Watch for changes in an npm link package being built with webpack


I have the following directory structure:

application
          |
          |__ component-library
             |
             |__src
          |
          |__ app
             |
             |__src

I have used lerna to link component-library in app.

At the minute I am linking to the compiled output of the component-library.

I want to somehow listen for changes in the component library folder which will cause a recompilation.

Would I need to use gulp?


Solution

  • We use yarn workspaces instead of lerna, but its essentially the same thing (--hoist option from lerna by default).

    I'm going to assume that you are starting webpack from the root of application with the watch option set to true (or are using webpack-dev-server) during development, that you have a prepare script setup in component-library's package.json for publishing, and that app lists modules from component-library as dependencies in its package.json (i.e. does not use a relative path during import/require of modules from component-library).

    I want to somehow listen for changes in the component library folder which will cause a recompilation.

    Would I need to use gulp?

    You would need some utility to watch for file changes in component-library, not necessarily gulp, but you could. When a file from component-library changes you would want to rerun the prepare script so that it republishes the package, whereupon webpack would notice a module in its dependency graph changed and would rebuild the root application (possibly kicking of a browser reload depending on your development setup). Note, it is not sufficient to simply watch files in component-library without rebuilding/publishing because webpack has the build of component-library in its dependency graph, not the development source code.

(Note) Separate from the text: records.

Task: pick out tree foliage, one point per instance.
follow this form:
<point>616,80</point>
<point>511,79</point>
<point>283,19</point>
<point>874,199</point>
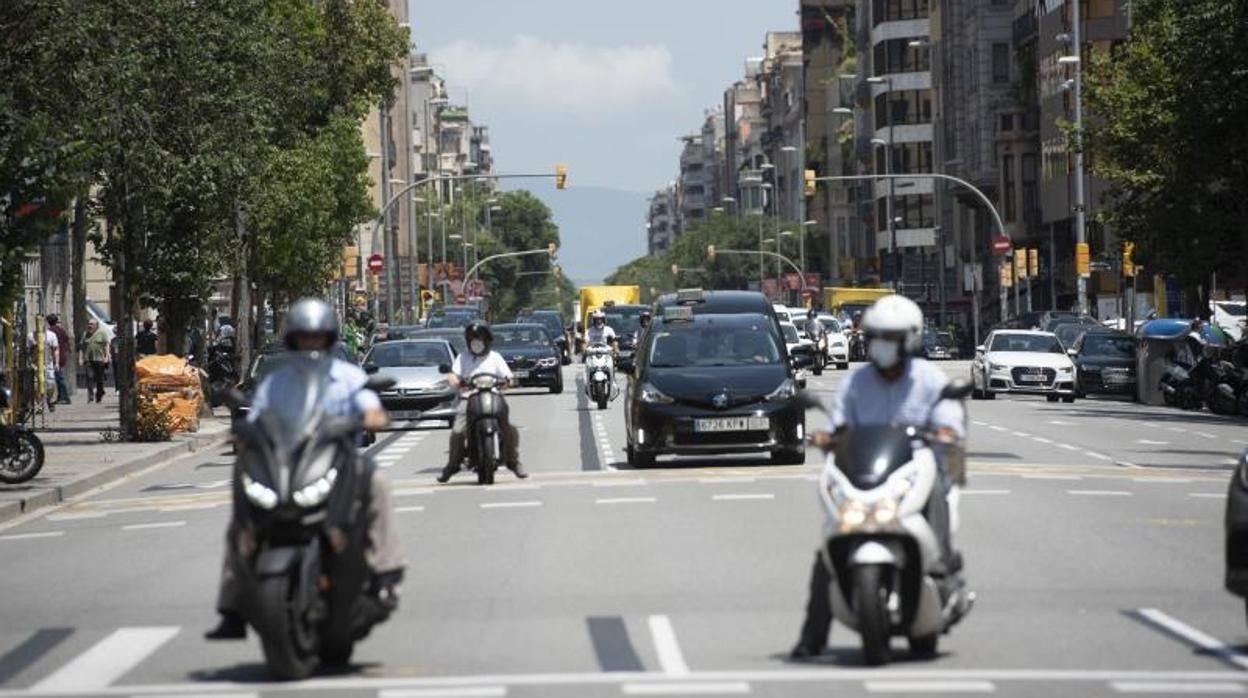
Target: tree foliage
<point>1168,129</point>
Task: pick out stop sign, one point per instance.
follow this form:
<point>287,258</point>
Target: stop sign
<point>1000,245</point>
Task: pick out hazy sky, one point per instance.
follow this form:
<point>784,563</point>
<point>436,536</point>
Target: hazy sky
<point>605,88</point>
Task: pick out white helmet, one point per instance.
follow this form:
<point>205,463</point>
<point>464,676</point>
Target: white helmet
<point>894,319</point>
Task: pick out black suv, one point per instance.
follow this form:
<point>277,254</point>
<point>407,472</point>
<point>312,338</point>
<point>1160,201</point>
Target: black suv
<point>713,377</point>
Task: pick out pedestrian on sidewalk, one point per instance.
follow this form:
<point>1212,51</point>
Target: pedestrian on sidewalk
<point>145,341</point>
<point>63,357</point>
<point>96,351</point>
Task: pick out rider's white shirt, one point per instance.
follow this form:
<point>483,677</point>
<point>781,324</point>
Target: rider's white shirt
<point>599,335</point>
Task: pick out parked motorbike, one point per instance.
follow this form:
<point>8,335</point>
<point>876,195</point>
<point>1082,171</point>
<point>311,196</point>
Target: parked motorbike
<point>879,548</point>
<point>21,452</point>
<point>300,535</point>
<point>599,375</point>
<point>222,375</point>
<point>487,421</point>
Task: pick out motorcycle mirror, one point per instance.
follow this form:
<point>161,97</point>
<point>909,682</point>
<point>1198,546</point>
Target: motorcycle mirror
<point>378,383</point>
<point>957,388</point>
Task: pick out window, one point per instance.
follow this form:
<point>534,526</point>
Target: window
<point>1001,63</point>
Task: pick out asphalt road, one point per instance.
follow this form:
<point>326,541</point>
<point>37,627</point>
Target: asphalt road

    If you wanted to use gulp a watch task might look something like this:

    import gulp from 'gulp';
    import { spawn } from 'child_process';
    
    gulp.watch('path/to/component-library/src/*.js', () => {
        let prepare = spawn('yarn', ['run', 'prepare'], {
            cwd: 'path/to/component-library',
            stdio: 'inherit'
        });
    
        prepare.on('exit', (code) => {
            if (code !== 0) {
                prepare.emit('end');
            }
        });
    
        // gulp 4 allows returning a child process to signal async completion
        return prepare;
    });
    

    Due to the lerna symlinks webpack's watch option can see a module changed and will rebuild the root application.